More importantly, there was too much repetition and telling and not enough showing. The "thesis" of this book is essentially that history blames strong women and unfairly judges them for actions that are justifiable and wouldn't have been considered wrong if a man had done them. Okay. A little annoying, but fine. I could have gotten on board with this had the author focused on giving examples of what the women did and let me come to my own conclusions that they were 1) badass, 2) justified, and 3) wrongly maligned (which I would have determined on my own had she made a strong case in the examples for 1 and 2).

Instead, the author glossed over the examples so I could only sort of come to these conclusions on my own and she used more page time just repeating the tired thesis. The chapters fell into a similar pattern of: State thesis, give brief overview of queen's life that somewhat demonstrates her strength and how her actions were justified, and then repeat thesis...a few more times. Had these repetitive "telling" parts been removed, it would have been a solid, if not amazing, book.

I wasn't sure if I was going to continue with this series right away, but it tugged at my mind and I decided to pick up the second book. It was just as good as the first. Same quirky style, same funny and relatable situations, and the characters continued to grow on me. Not much else to say except if you liked the first book, then definitely pick up the second. 

Please Don't Eat the Daisies

I stumbled on this through Goodreads while looking up Shirley Jackson's Life Among the Savages (below). It was reviewed well and only 142 pages so I figured, why not? And started reading it right then and there. It was...okay. It was worth reading to the end, I guess, since it was so short. There were some funny parts. I didn't really like the narrator though, and the whole thing had a mean edge to it that I think was supposed to be funny but didn't appeal to me. The humor sometimes hit the mark exactly, but more often than not I felt like I was supposed to find it funnier and wittier than I actually did. 

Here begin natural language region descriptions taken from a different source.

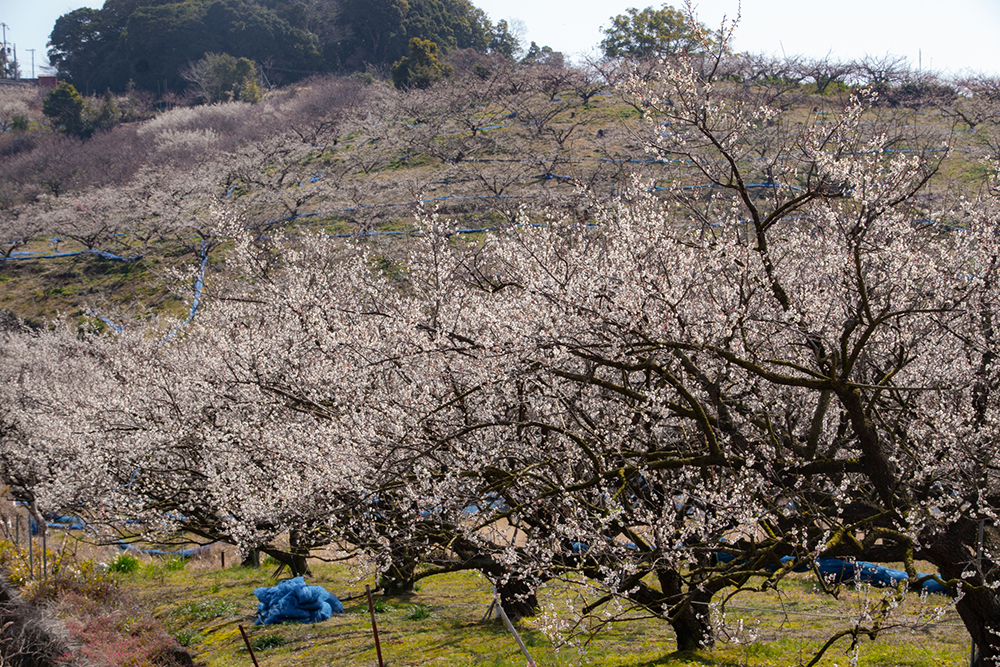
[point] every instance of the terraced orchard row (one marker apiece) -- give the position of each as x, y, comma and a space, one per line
660, 348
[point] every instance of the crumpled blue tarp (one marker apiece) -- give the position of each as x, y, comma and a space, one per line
292, 601
836, 570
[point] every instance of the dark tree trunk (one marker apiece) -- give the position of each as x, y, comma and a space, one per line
952, 552
517, 597
691, 619
252, 559
400, 577
296, 559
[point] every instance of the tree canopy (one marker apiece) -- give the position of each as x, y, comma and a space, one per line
148, 42
651, 33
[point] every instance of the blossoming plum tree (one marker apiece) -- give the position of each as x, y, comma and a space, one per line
785, 350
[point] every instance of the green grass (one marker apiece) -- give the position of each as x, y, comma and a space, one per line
442, 624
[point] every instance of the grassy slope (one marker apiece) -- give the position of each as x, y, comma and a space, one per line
40, 289
203, 606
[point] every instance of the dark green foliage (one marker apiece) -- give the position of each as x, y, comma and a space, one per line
502, 41
68, 110
380, 30
650, 33
108, 115
421, 68
219, 77
150, 41
542, 55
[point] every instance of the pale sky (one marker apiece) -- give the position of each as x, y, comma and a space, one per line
951, 36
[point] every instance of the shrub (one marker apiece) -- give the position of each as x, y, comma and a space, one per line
124, 564
68, 110
421, 68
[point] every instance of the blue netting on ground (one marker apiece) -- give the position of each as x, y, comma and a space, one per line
293, 601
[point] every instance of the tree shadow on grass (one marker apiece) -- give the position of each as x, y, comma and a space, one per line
686, 658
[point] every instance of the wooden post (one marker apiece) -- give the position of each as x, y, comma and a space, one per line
371, 610
246, 640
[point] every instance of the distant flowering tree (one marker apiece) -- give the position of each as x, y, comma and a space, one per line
779, 354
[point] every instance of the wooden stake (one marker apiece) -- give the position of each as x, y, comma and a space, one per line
371, 610
246, 640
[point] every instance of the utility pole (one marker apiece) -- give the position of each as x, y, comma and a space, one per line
4, 59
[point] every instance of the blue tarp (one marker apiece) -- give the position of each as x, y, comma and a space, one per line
836, 570
292, 601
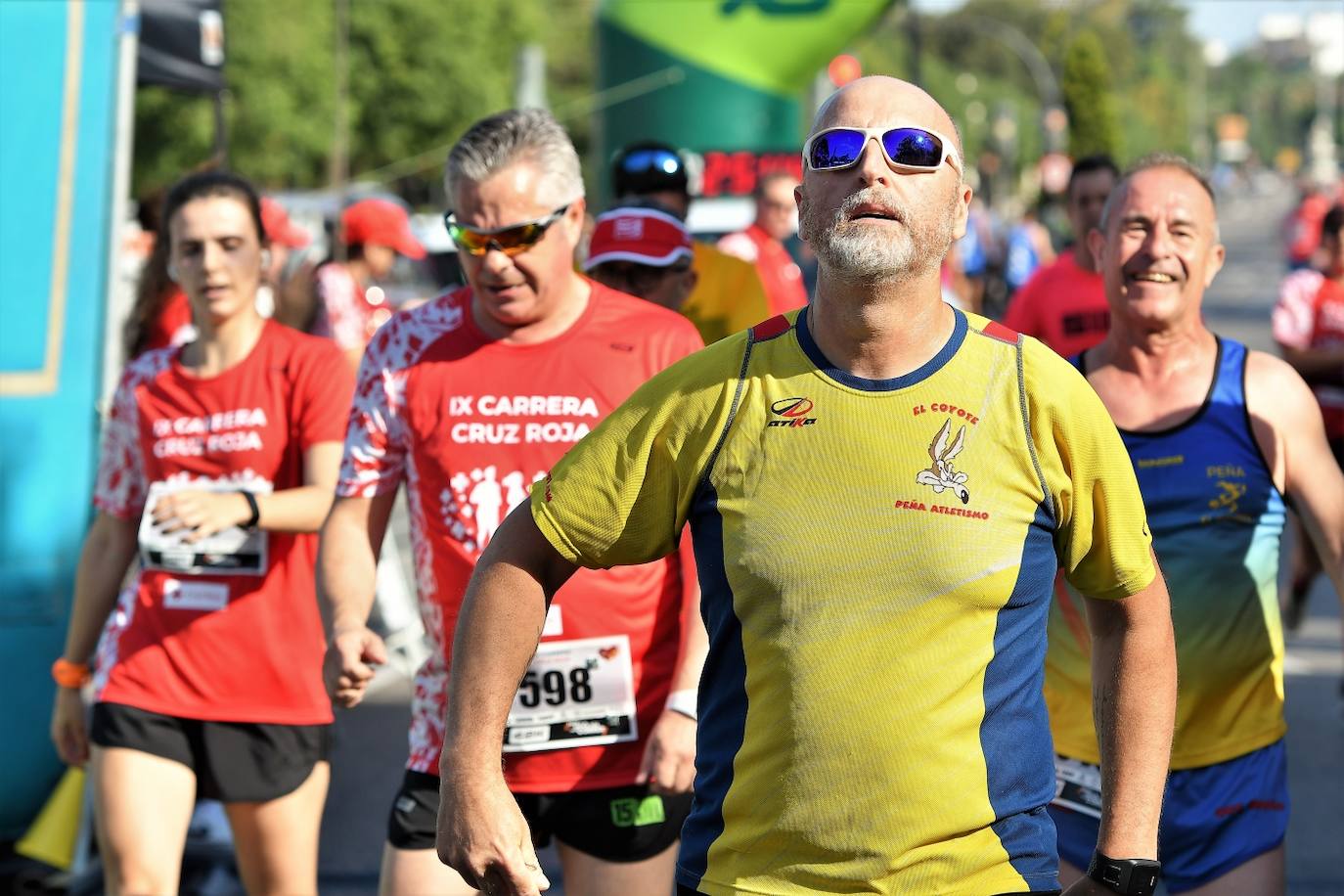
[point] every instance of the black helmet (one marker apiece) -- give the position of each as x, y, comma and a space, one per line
648, 168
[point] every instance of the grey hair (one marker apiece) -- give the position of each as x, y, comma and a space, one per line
1148, 162
515, 136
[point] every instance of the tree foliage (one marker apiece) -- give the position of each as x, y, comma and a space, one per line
1093, 126
419, 74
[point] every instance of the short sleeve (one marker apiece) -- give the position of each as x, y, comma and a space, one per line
1102, 538
1294, 313
374, 457
121, 485
324, 388
622, 495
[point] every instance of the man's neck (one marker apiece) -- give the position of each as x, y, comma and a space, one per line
880, 331
1154, 352
567, 309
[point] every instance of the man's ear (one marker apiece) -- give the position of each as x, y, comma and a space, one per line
1217, 255
963, 211
800, 199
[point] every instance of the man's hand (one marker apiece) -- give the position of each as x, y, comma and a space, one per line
484, 837
349, 662
668, 763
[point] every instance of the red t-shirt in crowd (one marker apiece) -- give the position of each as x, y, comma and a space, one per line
780, 274
1311, 315
345, 316
172, 327
232, 634
470, 424
1062, 305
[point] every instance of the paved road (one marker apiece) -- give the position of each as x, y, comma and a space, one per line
371, 741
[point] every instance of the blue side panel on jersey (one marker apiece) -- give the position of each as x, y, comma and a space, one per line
1015, 733
723, 696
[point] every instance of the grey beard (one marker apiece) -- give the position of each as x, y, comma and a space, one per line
869, 255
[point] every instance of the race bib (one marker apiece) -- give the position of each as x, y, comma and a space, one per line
232, 551
1077, 786
195, 596
575, 694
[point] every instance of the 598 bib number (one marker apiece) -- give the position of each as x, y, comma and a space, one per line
575, 694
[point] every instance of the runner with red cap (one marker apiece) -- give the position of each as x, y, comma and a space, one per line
643, 251
376, 231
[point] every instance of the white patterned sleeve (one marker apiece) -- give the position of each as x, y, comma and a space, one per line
121, 485
374, 457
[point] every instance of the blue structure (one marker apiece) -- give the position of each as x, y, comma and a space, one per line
58, 85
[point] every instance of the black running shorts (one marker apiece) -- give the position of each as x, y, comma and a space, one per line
615, 825
234, 760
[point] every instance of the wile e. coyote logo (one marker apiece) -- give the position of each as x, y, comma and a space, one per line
941, 475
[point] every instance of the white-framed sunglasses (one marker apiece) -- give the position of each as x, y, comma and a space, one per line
905, 148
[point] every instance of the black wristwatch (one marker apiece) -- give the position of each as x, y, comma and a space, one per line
1125, 876
250, 525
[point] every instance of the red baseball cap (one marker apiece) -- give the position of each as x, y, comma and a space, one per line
380, 220
640, 236
279, 227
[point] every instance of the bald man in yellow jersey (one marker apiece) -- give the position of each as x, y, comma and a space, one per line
879, 490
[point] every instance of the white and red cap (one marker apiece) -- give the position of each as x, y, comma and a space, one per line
383, 222
640, 236
279, 227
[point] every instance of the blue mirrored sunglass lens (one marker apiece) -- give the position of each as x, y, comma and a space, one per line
913, 147
644, 160
836, 150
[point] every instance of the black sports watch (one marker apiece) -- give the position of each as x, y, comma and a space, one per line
1125, 876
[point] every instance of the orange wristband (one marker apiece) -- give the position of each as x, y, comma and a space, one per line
68, 675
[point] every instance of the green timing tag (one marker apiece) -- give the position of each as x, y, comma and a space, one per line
637, 813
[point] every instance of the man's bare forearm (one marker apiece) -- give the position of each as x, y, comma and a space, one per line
1135, 708
498, 630
347, 560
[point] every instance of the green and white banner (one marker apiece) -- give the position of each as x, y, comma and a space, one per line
719, 76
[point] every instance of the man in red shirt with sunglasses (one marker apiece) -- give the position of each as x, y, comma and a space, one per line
470, 399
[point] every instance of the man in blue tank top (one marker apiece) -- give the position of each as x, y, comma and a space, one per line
1221, 438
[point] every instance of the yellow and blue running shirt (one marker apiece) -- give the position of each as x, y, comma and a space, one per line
1217, 521
875, 559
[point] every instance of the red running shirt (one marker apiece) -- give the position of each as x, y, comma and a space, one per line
172, 327
780, 274
1062, 305
470, 424
222, 647
1311, 315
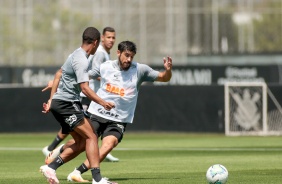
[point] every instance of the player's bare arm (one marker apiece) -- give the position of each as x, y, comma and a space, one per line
165, 76
94, 97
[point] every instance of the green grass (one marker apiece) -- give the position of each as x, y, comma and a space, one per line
153, 158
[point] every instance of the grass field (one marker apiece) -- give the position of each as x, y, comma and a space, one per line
153, 158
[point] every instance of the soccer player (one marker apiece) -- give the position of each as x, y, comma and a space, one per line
120, 82
102, 54
66, 107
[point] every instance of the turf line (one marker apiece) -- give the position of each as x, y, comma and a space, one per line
156, 149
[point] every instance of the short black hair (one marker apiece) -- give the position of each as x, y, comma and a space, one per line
108, 29
127, 45
90, 34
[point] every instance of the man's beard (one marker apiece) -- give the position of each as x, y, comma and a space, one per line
122, 66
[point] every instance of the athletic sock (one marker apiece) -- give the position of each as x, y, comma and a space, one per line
55, 143
62, 149
96, 174
56, 163
82, 168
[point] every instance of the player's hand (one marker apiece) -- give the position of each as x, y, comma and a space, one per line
49, 86
46, 107
167, 63
109, 105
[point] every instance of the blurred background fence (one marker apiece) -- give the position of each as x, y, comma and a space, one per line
43, 33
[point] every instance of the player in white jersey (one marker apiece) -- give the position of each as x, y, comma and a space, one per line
65, 105
101, 55
120, 83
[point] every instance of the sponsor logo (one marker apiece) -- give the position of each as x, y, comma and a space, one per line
107, 113
115, 89
121, 127
75, 107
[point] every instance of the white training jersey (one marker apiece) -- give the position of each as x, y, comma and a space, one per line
74, 71
120, 87
96, 60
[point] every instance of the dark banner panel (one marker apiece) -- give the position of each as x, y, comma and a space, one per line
218, 75
5, 75
34, 76
182, 75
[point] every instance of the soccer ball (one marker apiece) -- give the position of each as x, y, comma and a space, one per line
217, 174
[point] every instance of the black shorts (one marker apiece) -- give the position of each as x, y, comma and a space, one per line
68, 114
104, 127
85, 104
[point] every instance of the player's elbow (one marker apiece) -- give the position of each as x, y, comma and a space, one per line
84, 89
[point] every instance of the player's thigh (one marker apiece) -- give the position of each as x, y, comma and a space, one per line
85, 129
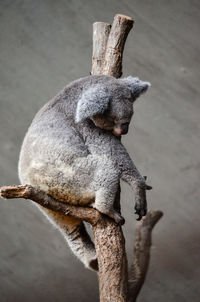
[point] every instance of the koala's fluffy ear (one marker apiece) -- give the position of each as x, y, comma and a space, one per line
93, 101
136, 86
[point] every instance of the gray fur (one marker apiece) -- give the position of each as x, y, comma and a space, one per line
72, 152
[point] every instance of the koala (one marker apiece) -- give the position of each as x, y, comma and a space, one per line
72, 151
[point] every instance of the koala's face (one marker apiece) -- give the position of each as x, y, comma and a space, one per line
118, 115
109, 104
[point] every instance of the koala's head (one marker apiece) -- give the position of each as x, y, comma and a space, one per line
109, 104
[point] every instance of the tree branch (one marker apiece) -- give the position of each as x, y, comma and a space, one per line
141, 256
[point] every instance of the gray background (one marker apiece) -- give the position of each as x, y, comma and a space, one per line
43, 46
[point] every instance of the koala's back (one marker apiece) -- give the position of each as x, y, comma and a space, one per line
53, 153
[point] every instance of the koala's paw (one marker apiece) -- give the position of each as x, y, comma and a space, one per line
117, 217
112, 214
140, 208
93, 264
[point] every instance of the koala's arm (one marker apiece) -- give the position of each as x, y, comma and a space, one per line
128, 171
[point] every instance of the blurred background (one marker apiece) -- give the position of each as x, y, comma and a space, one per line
43, 46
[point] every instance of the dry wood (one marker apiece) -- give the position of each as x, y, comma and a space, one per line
141, 254
109, 238
115, 46
101, 32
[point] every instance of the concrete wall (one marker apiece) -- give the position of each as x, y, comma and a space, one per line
43, 46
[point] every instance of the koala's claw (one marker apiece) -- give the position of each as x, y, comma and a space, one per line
117, 217
140, 210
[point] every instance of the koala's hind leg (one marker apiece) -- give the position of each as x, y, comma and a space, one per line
77, 238
106, 185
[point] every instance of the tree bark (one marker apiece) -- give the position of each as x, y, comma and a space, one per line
109, 238
141, 255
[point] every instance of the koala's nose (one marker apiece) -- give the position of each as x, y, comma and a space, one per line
124, 128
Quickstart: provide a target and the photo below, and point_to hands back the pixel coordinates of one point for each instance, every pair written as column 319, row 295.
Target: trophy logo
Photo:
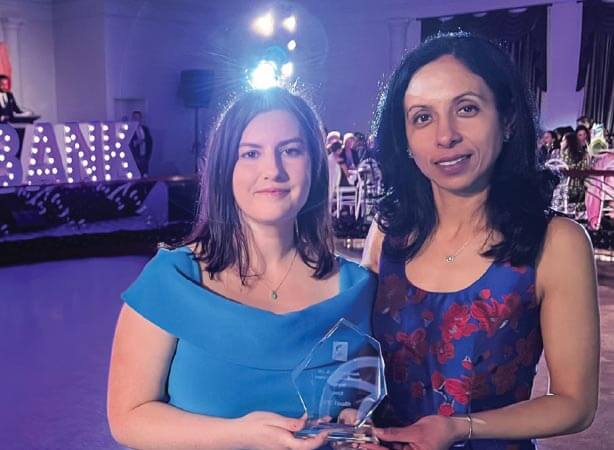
column 340, row 351
column 342, row 377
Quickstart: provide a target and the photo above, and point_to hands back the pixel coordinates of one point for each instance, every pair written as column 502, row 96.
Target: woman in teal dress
column 210, row 332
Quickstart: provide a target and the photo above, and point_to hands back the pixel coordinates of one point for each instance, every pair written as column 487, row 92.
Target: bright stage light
column 264, row 25
column 287, row 70
column 264, row 76
column 289, row 23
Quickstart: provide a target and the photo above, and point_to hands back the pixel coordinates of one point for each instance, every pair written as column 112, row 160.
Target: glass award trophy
column 343, row 375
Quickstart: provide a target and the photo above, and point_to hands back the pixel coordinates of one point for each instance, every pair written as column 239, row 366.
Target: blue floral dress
column 457, row 352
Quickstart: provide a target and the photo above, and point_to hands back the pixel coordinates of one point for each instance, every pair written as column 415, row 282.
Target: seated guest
column 562, row 131
column 350, row 155
column 141, row 144
column 547, row 145
column 585, row 121
column 576, row 157
column 584, row 136
column 8, row 105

While quite a departure from the Shirley Jackson I'm familiar with, I may even like this side of her writing more. At least, it hit the spot. This is another one of those "humor through commenting on mundane life" types of books, but unlike Please Don't Eat the Daisies, this one felt nice and relatable. I didn't feel like the author was sneering at me, rather, I felt like we could sit across a worn kitchen table together sipping sub-par coffee and splitting a chocolate bar. It was a quick read and ended nicely, so while I don't need to read the sequel right away, I'd like to pick it up soon.